Travel Tales: The alleyway

The late Jan Wheatcroft

by Jan Wheatcroft

On the island of Samos, Greece, I lived in a small hovel of a house built into the old Orthodox Church and entered from a very thin alleyway. I walked along this cobblestone passage to throw my garbage into the sea, the only way to dispose of refuse at the time.   

I was preparing to go by a small fishing boat or kayiki to a neighboring island that was only reachable by local fishing boats. I, along with a few others, had been invited to a local wedding on the island and it was to be very traditional, with village folk dancing and the music made on the old instruments rarely seen any longer. All the old customs of visiting both the bride’s and groom’s homes to watch them publicly being dressed and prepared for the marriage were to be performed as well. My children were included in the invitation. We would stay there sleeping in the rough for a few days. 

As I returned from the tossing of the garbage, a neighbor, Kyria Eleni, stepped out of her door to invite me into her kitchen for a cup of Greek coffee. She was a widow, bent with age and a hard life, covered from head to toe in black clothing. I dipped my head to enter her small room and then sat and watched her make the coffee.

She took a small copper pot with a long handle and then poured enough water for just one cup, which she placed on a single burner heated by bottled gas. She added a scoop of powdered coffee grounds and two scoops of sugar and stirred the small pot until the mixture came to a boil. The pot was removed for a minute to let the bubbling settle down and then was placed on the fire for a second time and again brought to a boil. Then she poured in into a small cup and handed it to me. I drank it slowly, savoring its strength and its sweetness. Homemade coffee was always better than that from a cafe.

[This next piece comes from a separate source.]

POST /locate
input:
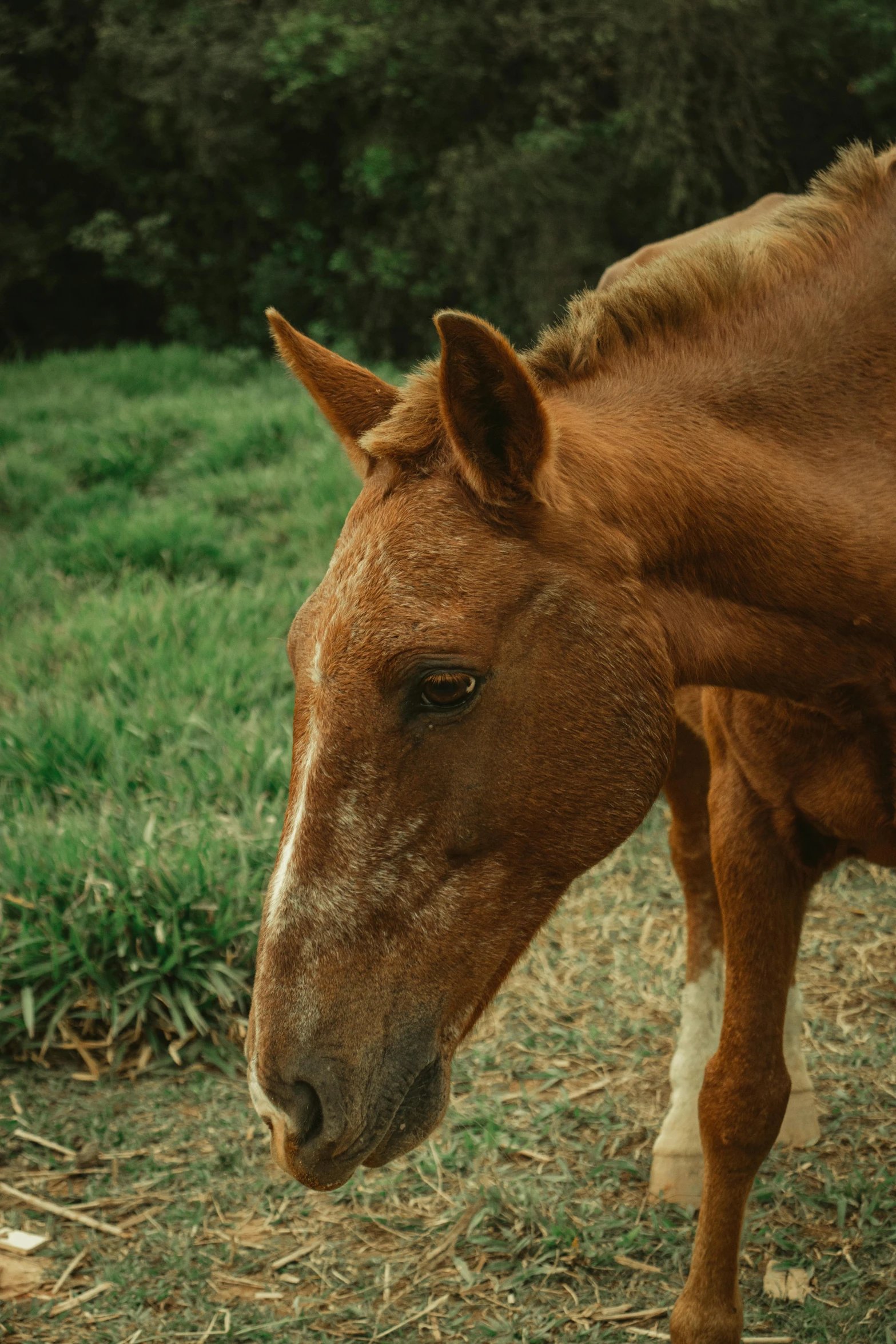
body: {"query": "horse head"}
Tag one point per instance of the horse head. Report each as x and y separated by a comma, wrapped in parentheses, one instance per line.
(483, 711)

When I had finished, she took the cup from me and as I stood up to leave she said, “Sit. Sit quietly and I will read your fortune from the grounds.” I have always enjoyed having my coffee grounds read so I happily sat and tipped the cup upside down onto the saucer and let it rest. After a few moments, Kyria Eleni picked up the cup and studied the patterns that had formed. She smiled and said, “You will have visitors from America. They are coming to see you.” I smiled and thanked her both for the coffee and the fortune she had seen in my cup. However, I knew that no one was coming. Who did I know in the States who would visit me on my small island in Greece?

I gathered my boys and our bags and we went down to the harbor. We climbed onto the fishing boat and attended the wedding on the tiny island of Agathanisi, also known as the goat island. 

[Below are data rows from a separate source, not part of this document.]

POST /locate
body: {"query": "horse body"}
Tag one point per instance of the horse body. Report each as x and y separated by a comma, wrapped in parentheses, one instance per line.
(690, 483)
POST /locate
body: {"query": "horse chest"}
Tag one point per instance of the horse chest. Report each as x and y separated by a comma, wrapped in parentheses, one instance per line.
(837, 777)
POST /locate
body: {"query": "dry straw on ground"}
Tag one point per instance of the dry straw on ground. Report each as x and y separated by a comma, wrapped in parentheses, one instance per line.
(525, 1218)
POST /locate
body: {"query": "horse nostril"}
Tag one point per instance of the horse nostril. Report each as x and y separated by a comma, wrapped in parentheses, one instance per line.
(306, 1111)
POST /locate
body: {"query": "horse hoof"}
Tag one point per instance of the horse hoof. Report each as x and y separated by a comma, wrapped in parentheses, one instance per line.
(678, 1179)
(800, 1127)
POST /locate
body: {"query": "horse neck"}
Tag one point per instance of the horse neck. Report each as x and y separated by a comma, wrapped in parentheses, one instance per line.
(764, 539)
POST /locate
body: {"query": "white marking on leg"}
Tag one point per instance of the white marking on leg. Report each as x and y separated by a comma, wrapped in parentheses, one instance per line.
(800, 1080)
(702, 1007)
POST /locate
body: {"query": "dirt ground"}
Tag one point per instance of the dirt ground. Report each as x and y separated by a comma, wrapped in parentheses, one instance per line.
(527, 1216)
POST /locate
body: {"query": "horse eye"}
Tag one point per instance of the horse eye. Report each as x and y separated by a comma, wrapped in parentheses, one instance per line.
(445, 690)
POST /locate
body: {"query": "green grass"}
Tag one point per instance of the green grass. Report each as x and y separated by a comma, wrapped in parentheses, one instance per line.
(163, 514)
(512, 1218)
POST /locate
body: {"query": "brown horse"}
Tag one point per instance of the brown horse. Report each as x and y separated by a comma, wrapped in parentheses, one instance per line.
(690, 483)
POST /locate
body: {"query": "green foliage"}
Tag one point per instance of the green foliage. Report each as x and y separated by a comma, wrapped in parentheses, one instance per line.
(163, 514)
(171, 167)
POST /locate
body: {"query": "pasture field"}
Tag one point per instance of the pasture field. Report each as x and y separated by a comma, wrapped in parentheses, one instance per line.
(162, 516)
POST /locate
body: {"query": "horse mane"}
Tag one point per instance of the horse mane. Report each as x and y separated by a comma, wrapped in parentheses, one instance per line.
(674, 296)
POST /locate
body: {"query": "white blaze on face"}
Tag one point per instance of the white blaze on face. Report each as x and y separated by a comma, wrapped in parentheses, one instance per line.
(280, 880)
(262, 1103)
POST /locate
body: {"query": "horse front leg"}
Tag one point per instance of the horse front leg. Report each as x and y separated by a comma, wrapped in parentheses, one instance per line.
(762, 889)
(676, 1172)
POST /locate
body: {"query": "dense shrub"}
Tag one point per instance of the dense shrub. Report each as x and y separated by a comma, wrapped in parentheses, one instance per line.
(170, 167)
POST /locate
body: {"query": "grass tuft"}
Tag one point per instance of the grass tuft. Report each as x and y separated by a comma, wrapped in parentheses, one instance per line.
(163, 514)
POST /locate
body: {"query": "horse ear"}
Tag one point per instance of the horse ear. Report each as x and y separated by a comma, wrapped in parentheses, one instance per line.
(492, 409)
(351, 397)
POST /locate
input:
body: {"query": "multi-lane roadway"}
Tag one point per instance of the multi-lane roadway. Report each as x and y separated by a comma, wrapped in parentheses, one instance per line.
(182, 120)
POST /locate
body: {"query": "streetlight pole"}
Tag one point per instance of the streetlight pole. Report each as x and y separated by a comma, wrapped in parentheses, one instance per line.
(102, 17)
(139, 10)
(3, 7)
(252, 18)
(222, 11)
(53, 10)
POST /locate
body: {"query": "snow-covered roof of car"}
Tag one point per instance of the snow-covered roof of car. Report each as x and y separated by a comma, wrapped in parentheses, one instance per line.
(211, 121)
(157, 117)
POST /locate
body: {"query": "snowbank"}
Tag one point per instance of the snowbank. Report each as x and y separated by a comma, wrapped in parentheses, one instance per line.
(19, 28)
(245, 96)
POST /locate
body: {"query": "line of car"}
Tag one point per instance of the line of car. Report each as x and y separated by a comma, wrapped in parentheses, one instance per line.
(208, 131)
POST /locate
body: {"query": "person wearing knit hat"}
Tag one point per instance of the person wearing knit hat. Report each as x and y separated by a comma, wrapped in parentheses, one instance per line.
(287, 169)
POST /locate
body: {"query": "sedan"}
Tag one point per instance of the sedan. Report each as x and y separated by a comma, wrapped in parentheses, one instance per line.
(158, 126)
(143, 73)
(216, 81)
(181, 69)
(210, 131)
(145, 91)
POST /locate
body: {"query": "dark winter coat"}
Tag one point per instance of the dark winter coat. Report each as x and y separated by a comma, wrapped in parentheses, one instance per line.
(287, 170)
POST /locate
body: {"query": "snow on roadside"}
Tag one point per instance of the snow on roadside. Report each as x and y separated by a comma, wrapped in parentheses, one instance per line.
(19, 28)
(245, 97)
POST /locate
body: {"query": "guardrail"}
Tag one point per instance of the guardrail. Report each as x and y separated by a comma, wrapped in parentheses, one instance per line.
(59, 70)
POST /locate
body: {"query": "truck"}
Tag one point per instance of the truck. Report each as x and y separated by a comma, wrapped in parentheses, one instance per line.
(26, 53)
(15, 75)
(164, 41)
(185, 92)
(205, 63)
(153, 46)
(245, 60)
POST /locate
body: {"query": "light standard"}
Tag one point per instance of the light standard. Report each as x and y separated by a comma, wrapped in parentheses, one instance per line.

This small island is very dry and barren. The village is at the top, a good hard walk up. Small huts and fishing boats lined the simple harbor at the bottom. All our goats for Easter meals came from here as well as a great deal of good fish. We climbed up to the top to the only cafe on the island, which was being readied for the wedding festivities. Suddenly someone called my name and shouted that I had a phone call.

The cafe had the only phone on the island and I was surprised that someone was calling me. It was my neighbor Eftihula, calling to tell me that my cousin Patty and her new husband had just arrived and were looking for me. The coffee grounds had told the truth. Eftihula arranged for them to come to the island on another fishing boat. They would arrive in time for the wedding. 

We walked to both the groom’s house and the bride’s house to watch each of them being dressed by family members and friends. Each stood passively as they were clothed in island finery, and then money was tossed onto the beds for good luck and prosperity in beginning of their new life together. The boat arrived and Patty and her new husband Alan had arrived in time to participate in the wedding festivities.

In the church, the bride and groom were walked around with double crowns held over their heads, and large candles were burned. It seemed very fitting that my cousins had just said their vows and now they were able to celebrate at a local Greek wedding.

Afterwards, everyone walked the few steps to the cafe where the villagers had prepared wonderful food to share and each guest was given a small bag of sugared almonds as a gift to remember the day. The musicians played their traditional stringed instruments and dancing went on late into the night. 

I asked Patty why she hadn’t let me know she was coming. She said she had sent me a letter but I had never received it. It didn’t matter. Everyone was made welcome, beds were found, food was abundant and swimming was right in front of us for all the days we celebrated and rested. For them, it was a special way to begin a honeymoon, one they have always remembered.